Capverdienne, mon rêve de France s’est cogné à une dure réalité
Quand je voyais les avions dans le ciel, depuis mon village au Cap-Vert, je me disais toujours que l’Europe, c’était au ciel. Qu’en passant la frontière, tous les gens devenaient blancs avec des cheveux très longs et lisses. Je pensais qu’on changeait automatiquement. Qu’on trouvait du travail, qu’on ne dépensait pas d’argent, que l’argent s’accumulait dans les banques. Qu’on devenait millionnaires et que c’était l’État qui nous aidait avec nos besoins.

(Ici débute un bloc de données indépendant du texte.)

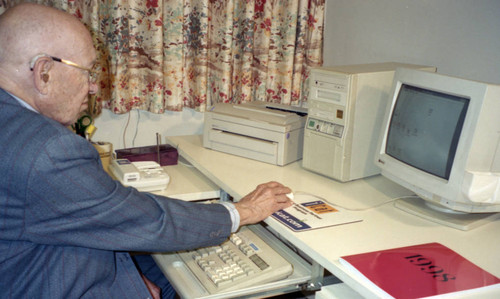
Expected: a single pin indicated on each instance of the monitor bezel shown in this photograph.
(445, 192)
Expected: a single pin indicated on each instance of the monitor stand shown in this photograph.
(444, 216)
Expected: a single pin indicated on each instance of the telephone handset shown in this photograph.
(143, 175)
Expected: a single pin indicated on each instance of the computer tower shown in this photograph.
(345, 109)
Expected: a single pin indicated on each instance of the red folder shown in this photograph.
(419, 271)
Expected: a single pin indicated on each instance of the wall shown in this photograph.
(459, 37)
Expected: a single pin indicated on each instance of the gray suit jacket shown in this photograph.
(66, 226)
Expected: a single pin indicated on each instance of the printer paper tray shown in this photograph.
(188, 286)
(245, 146)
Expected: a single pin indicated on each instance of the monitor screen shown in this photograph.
(425, 128)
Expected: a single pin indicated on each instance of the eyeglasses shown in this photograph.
(93, 72)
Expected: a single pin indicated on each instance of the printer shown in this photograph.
(267, 132)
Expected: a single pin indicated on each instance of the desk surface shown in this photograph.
(383, 226)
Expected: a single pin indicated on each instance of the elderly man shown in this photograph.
(65, 225)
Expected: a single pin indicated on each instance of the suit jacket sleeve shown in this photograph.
(71, 200)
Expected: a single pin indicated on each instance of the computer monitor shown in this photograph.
(440, 138)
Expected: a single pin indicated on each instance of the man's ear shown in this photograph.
(41, 74)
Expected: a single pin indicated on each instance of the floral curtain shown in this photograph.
(159, 55)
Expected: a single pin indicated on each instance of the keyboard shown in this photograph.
(242, 261)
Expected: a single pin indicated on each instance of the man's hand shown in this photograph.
(263, 201)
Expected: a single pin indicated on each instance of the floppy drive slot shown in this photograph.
(246, 146)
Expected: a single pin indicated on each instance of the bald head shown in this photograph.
(30, 29)
(31, 36)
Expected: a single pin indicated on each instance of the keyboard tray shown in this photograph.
(286, 271)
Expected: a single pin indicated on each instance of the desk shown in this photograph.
(382, 227)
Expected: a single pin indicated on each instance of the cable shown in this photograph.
(350, 209)
(136, 126)
(125, 130)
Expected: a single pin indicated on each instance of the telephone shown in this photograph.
(143, 175)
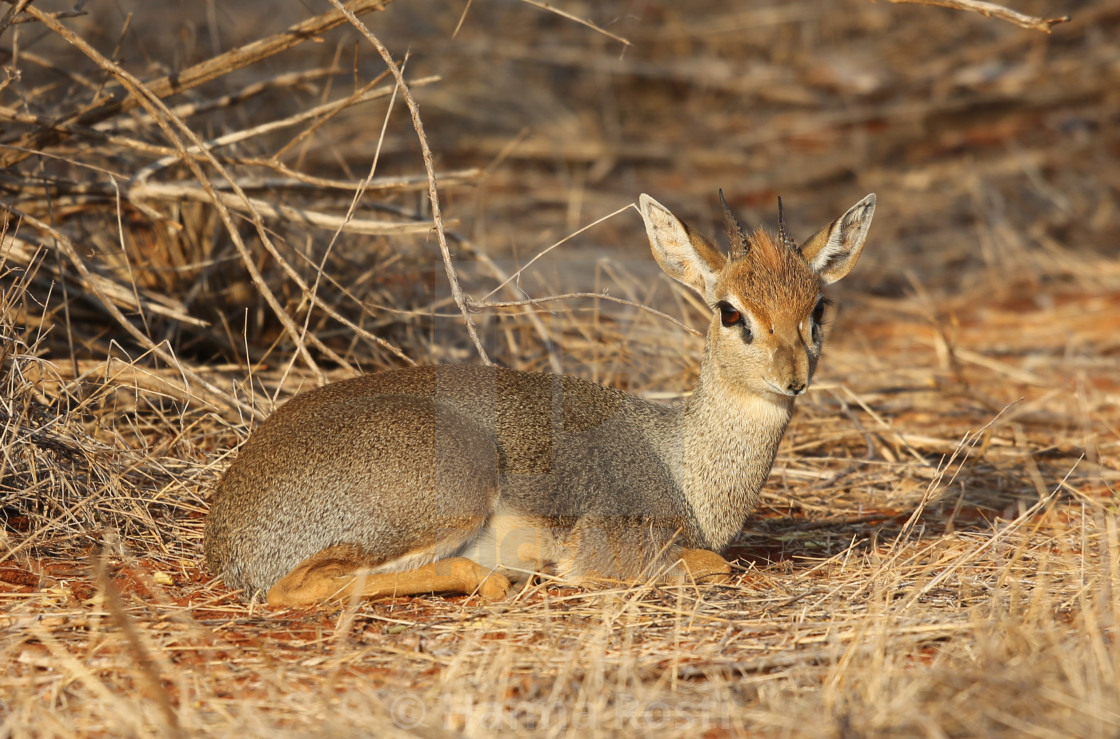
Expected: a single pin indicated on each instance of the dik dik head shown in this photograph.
(765, 295)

J’habitais au Cap-Vert, à Praia. C’était pauvre. Il n’y avait pas de travail. Et beaucoup de voyous qui volent les gens, qui les tuent. Des groupes qui se font la guerre. J’étudiais mais c’était trop cher, donc j’ai laissé tomber l’école à 17 ans. Je marchais de ville en ville pour vendre des petits gâteaux. Je les mettais sur ma tête et j’allais chez les gens en leur disant « compra bolacha », en créole ça veut dire « achète-moi les gâteaux ». Mais souvent, les gens disaient non, c’était difficile. En plus, il faisait très chaud. Je gagnais 200 escudos par jour [ndlr : environ 2 euros]. Avec ça, je ne pouvais même pas acheter un kilo de riz et une bouteille d’huile. Je gagnais presque rien et j’avais pas d’aides financières.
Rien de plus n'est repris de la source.